Item: Uttlesford, the council which runs Saffron Walden, found a million-pound black hole in its accounts a year or so ago; the bottom of that one hasn’t been reached.
Item: The black hole then grew when it turned out that some of the council money had been deposited in an Icelandic bank. Wasn’t that clever. Not much has been heard since about the money. Again, it’s just too easy for the council to clam up.
This is the sort of loss of local democracy, or more specifically oversight, that is really at risk with the death of newspapers. Should I have a Google alert set up for “Saffron Walden”? But that won’t take me to the council minutes – and anyway, it’s what’s not in the minutes that counts. The backroom deals (such as, I dunno, prettying up fountains with money provided under section
104 106 of the Planning Act by, I dunno, do property developers provide money?) don’t get minuted.
Who’s going to go to the meetings where they come up with idiot plans like these and ask tough questions? Who’s going to buy their ink by the barrel and keep asking in 140-point headlines where the hell council taxpayers’ money is?

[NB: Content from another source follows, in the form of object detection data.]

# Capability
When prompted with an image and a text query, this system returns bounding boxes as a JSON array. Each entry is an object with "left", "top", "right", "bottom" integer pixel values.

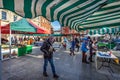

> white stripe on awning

[
  {"left": 46, "top": 0, "right": 61, "bottom": 20},
  {"left": 36, "top": 0, "right": 46, "bottom": 16},
  {"left": 14, "top": 0, "right": 25, "bottom": 16},
  {"left": 0, "top": 0, "right": 3, "bottom": 8},
  {"left": 54, "top": 0, "right": 79, "bottom": 20},
  {"left": 84, "top": 19, "right": 120, "bottom": 27},
  {"left": 31, "top": 0, "right": 35, "bottom": 17},
  {"left": 59, "top": 1, "right": 92, "bottom": 23}
]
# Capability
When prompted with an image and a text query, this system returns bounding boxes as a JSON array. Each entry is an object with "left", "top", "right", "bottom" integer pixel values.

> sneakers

[
  {"left": 53, "top": 74, "right": 59, "bottom": 78},
  {"left": 43, "top": 72, "right": 48, "bottom": 77}
]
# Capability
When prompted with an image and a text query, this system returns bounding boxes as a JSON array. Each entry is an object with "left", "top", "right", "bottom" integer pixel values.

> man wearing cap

[
  {"left": 40, "top": 37, "right": 59, "bottom": 78},
  {"left": 81, "top": 38, "right": 88, "bottom": 63}
]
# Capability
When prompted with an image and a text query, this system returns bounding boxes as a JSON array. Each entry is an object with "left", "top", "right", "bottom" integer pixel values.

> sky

[{"left": 51, "top": 21, "right": 61, "bottom": 30}]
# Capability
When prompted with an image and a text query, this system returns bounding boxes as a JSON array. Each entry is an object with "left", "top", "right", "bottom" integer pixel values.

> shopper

[
  {"left": 81, "top": 38, "right": 89, "bottom": 64},
  {"left": 70, "top": 38, "right": 75, "bottom": 55},
  {"left": 88, "top": 36, "right": 93, "bottom": 62},
  {"left": 40, "top": 37, "right": 59, "bottom": 78},
  {"left": 75, "top": 37, "right": 80, "bottom": 52}
]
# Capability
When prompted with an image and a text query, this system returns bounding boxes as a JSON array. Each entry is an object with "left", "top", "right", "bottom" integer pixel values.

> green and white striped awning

[
  {"left": 89, "top": 27, "right": 120, "bottom": 35},
  {"left": 0, "top": 0, "right": 107, "bottom": 29},
  {"left": 79, "top": 0, "right": 120, "bottom": 30}
]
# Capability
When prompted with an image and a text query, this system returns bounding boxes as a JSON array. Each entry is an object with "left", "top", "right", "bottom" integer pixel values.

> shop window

[
  {"left": 14, "top": 15, "right": 17, "bottom": 21},
  {"left": 2, "top": 11, "right": 7, "bottom": 20}
]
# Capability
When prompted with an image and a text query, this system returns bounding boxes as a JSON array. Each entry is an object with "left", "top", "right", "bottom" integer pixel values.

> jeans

[{"left": 43, "top": 58, "right": 56, "bottom": 75}]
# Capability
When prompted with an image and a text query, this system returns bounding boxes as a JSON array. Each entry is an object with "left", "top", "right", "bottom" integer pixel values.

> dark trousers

[
  {"left": 43, "top": 58, "right": 56, "bottom": 75},
  {"left": 82, "top": 51, "right": 87, "bottom": 62},
  {"left": 89, "top": 49, "right": 93, "bottom": 61}
]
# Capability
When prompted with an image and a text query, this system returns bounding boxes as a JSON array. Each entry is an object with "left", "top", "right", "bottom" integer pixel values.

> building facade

[
  {"left": 0, "top": 9, "right": 22, "bottom": 25},
  {"left": 32, "top": 16, "right": 52, "bottom": 34}
]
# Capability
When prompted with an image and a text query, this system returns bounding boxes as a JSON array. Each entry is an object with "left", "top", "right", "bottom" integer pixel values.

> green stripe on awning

[
  {"left": 42, "top": 0, "right": 53, "bottom": 17},
  {"left": 3, "top": 0, "right": 14, "bottom": 11},
  {"left": 24, "top": 0, "right": 32, "bottom": 18}
]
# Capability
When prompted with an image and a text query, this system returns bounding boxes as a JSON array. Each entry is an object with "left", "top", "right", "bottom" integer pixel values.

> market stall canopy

[
  {"left": 0, "top": 0, "right": 107, "bottom": 29},
  {"left": 1, "top": 24, "right": 10, "bottom": 34},
  {"left": 1, "top": 18, "right": 47, "bottom": 34},
  {"left": 78, "top": 0, "right": 120, "bottom": 31},
  {"left": 10, "top": 18, "right": 37, "bottom": 33},
  {"left": 89, "top": 27, "right": 120, "bottom": 35},
  {"left": 29, "top": 20, "right": 50, "bottom": 34}
]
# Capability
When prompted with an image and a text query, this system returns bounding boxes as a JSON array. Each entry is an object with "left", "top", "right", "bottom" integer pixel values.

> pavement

[{"left": 2, "top": 44, "right": 120, "bottom": 80}]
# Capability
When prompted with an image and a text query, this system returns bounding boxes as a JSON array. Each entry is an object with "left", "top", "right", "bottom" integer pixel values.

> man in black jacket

[{"left": 40, "top": 37, "right": 59, "bottom": 78}]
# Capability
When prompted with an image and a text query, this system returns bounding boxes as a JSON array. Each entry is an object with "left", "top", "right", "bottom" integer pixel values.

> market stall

[{"left": 1, "top": 18, "right": 47, "bottom": 60}]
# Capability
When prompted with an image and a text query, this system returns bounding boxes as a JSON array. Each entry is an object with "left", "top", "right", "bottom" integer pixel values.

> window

[
  {"left": 2, "top": 11, "right": 7, "bottom": 20},
  {"left": 14, "top": 15, "right": 17, "bottom": 21}
]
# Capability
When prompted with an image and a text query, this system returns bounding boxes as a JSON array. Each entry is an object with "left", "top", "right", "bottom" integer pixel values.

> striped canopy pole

[{"left": 0, "top": 20, "right": 2, "bottom": 80}]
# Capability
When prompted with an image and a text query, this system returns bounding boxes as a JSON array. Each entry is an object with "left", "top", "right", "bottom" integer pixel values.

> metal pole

[
  {"left": 9, "top": 28, "right": 12, "bottom": 58},
  {"left": 0, "top": 20, "right": 2, "bottom": 80}
]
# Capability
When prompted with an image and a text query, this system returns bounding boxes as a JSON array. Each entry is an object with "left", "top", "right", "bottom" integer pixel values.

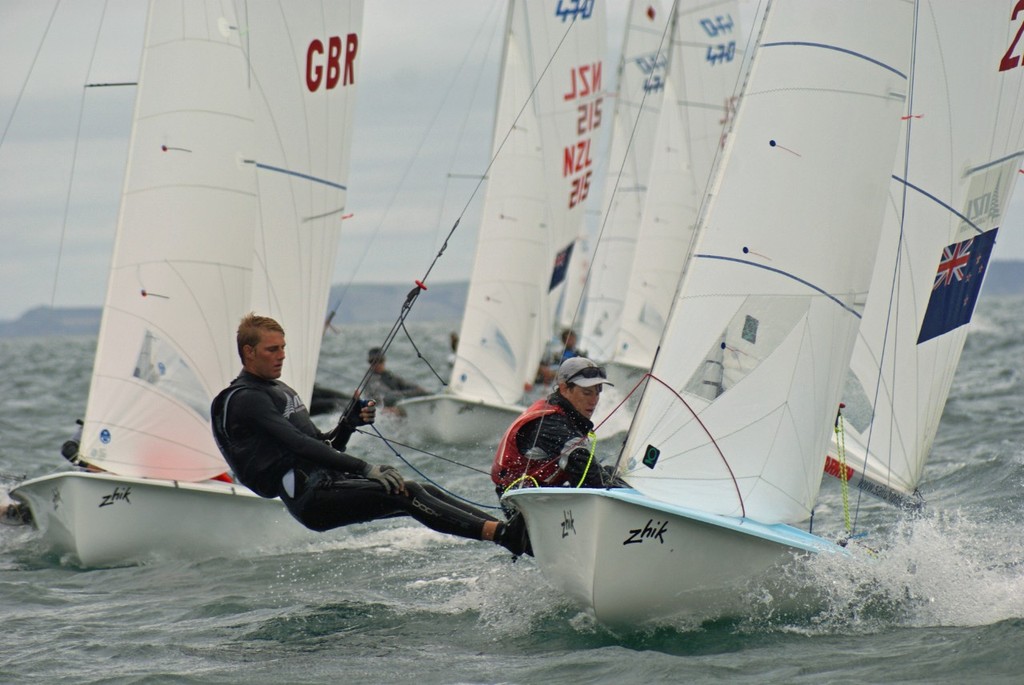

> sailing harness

[{"left": 490, "top": 397, "right": 597, "bottom": 493}]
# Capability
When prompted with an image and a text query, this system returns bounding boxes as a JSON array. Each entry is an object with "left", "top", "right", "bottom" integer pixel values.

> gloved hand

[
  {"left": 362, "top": 464, "right": 406, "bottom": 495},
  {"left": 338, "top": 399, "right": 377, "bottom": 428}
]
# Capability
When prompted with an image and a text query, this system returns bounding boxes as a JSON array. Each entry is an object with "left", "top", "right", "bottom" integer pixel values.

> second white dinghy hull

[
  {"left": 10, "top": 471, "right": 315, "bottom": 567},
  {"left": 506, "top": 487, "right": 848, "bottom": 625},
  {"left": 398, "top": 394, "right": 526, "bottom": 447}
]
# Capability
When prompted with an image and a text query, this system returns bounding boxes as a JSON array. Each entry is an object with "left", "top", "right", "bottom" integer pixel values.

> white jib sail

[
  {"left": 620, "top": 0, "right": 913, "bottom": 523},
  {"left": 830, "top": 0, "right": 1024, "bottom": 495},
  {"left": 580, "top": 0, "right": 671, "bottom": 361},
  {"left": 450, "top": 0, "right": 605, "bottom": 403},
  {"left": 81, "top": 0, "right": 256, "bottom": 480},
  {"left": 245, "top": 0, "right": 362, "bottom": 401}
]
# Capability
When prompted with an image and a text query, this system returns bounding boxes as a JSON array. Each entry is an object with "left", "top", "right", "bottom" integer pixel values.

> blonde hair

[{"left": 236, "top": 311, "right": 285, "bottom": 363}]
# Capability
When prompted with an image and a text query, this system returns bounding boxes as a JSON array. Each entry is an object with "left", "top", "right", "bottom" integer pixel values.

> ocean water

[{"left": 0, "top": 297, "right": 1024, "bottom": 684}]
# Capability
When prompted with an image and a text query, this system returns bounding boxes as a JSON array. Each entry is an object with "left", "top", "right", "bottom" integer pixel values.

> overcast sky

[{"left": 0, "top": 0, "right": 1024, "bottom": 319}]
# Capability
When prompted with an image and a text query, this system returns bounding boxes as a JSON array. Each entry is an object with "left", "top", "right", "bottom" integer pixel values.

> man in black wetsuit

[{"left": 211, "top": 313, "right": 525, "bottom": 556}]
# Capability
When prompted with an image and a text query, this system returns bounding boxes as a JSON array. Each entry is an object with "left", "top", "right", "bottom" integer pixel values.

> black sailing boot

[{"left": 495, "top": 512, "right": 534, "bottom": 557}]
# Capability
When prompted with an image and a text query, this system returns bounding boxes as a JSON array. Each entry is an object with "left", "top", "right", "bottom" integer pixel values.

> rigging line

[
  {"left": 644, "top": 374, "right": 746, "bottom": 518},
  {"left": 401, "top": 322, "right": 447, "bottom": 385},
  {"left": 50, "top": 0, "right": 108, "bottom": 309},
  {"left": 0, "top": 0, "right": 61, "bottom": 147},
  {"left": 360, "top": 424, "right": 501, "bottom": 510},
  {"left": 331, "top": 3, "right": 503, "bottom": 309},
  {"left": 421, "top": 9, "right": 577, "bottom": 290},
  {"left": 849, "top": 3, "right": 925, "bottom": 532},
  {"left": 355, "top": 424, "right": 490, "bottom": 477},
  {"left": 347, "top": 10, "right": 589, "bottom": 410},
  {"left": 434, "top": 4, "right": 504, "bottom": 245},
  {"left": 892, "top": 174, "right": 985, "bottom": 236}
]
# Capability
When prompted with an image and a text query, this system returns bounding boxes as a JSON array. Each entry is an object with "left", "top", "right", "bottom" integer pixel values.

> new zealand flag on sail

[
  {"left": 548, "top": 243, "right": 572, "bottom": 292},
  {"left": 918, "top": 228, "right": 998, "bottom": 345}
]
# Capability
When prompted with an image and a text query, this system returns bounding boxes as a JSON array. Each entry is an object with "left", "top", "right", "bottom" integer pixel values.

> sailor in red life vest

[{"left": 490, "top": 356, "right": 621, "bottom": 497}]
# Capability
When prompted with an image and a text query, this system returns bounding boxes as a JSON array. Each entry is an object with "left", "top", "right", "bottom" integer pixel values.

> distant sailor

[
  {"left": 211, "top": 313, "right": 524, "bottom": 556},
  {"left": 364, "top": 347, "right": 430, "bottom": 406}
]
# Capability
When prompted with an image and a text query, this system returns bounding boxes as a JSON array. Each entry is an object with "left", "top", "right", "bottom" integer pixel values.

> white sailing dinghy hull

[
  {"left": 401, "top": 394, "right": 523, "bottom": 446},
  {"left": 506, "top": 487, "right": 848, "bottom": 625},
  {"left": 10, "top": 471, "right": 314, "bottom": 567}
]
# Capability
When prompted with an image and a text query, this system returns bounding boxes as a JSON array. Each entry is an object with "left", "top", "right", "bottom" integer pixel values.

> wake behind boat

[
  {"left": 10, "top": 0, "right": 362, "bottom": 565},
  {"left": 505, "top": 0, "right": 914, "bottom": 623}
]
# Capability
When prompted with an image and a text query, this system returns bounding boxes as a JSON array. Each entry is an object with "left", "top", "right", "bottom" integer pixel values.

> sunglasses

[{"left": 565, "top": 367, "right": 608, "bottom": 383}]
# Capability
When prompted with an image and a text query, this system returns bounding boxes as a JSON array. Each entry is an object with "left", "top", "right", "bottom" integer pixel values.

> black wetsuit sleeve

[{"left": 230, "top": 392, "right": 367, "bottom": 474}]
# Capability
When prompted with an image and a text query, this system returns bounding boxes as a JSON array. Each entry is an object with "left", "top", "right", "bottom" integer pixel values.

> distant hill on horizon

[
  {"left": 6, "top": 260, "right": 1024, "bottom": 338},
  {"left": 0, "top": 282, "right": 469, "bottom": 338}
]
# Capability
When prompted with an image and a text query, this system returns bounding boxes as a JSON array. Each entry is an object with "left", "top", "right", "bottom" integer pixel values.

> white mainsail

[
  {"left": 81, "top": 0, "right": 361, "bottom": 481},
  {"left": 580, "top": 0, "right": 672, "bottom": 361},
  {"left": 610, "top": 0, "right": 743, "bottom": 371},
  {"left": 827, "top": 0, "right": 1024, "bottom": 502},
  {"left": 81, "top": 2, "right": 257, "bottom": 480},
  {"left": 398, "top": 0, "right": 605, "bottom": 442},
  {"left": 620, "top": 0, "right": 913, "bottom": 523},
  {"left": 246, "top": 0, "right": 362, "bottom": 401}
]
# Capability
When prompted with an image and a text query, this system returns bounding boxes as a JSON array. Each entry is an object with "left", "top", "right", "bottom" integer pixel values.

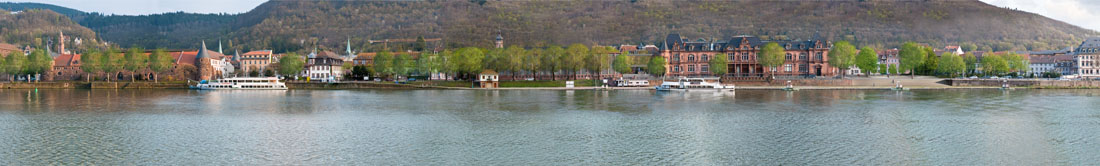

Who?
Which brings us, roundaboutly, to Tom Watson (not the ministerial one), who does some Ink-Stained Retching:
Crowdsourcing journalism is all the rage, but the idea of its widespread ascendancy and competence is the exclusive province of either deranged optimists or ideological cyberlibertarians; the vast populace will never produce great journalism – or even sufficient journalism of the kind that has nurtured our republic – any more than it will perform surgery on a widespread amateur basis, or turn out competent oil paintings by the millions.
A network of thousands and thousands of young reporters taking notes and asking tough questions – and then writing up their reports in public, for the public – at thousands and thousands of school board and town council meetings on gray Tuesday evenings all around the nation will begin to fade.
Which goes circularly back to a Spokane Review editorial which asks:
“So as newspapers die, it’s worth considering the effects on society. Who will tell the people what their institutions are doing? Who will ferret out the corruption? Who will fend off the legal challenges to public information? If no viable alternative emerges, what does that mean for our representative democracy?
Back to Watson:
I was talking with James Wolcott about this earlier this week and he made a great point – who’s going to churn out all those important but relatively small-scale exposes on bad government contracts and neighborhood graft, the kinds of pieces regularly published by the tabloids and small city dailies? As Bob Stein writes, apropos of reporting’s demise: “For journalism, the goal has never been cosmic verities but everyday truth.”
The everyday truth in Saffron Walden? People who run shops and market stalls are starting to get worried about whether they can cover their bills, because the council did a stupid, mindless, thoughtless thing and nobody stood up quickly and loudly enough to point out that it was a stupid, mindless, thoughtless idea that would hurt peoples’ livelihoods during a brutal recession. I’m not holding my breath for the leader of Saffron Walden’s town council to appear on Jon Stewart’s Daily Show, either.
How about you? How are things in your town? Would you be surprised if you turned up in the market square and found it being ripped up by diggers? Sure, as “Bruce” observes in the comments to Watson’s post, you know about the iPhone getting cut and paste, and you’ve got an opinion about the new Facebook UI. Now tell us how much you know what’s being done with your money a mile down the road.
And while you’re here, can I interest you in a subscription to a newspaper website? Local? Regional? National? And will you be paying by credit card or PayPal?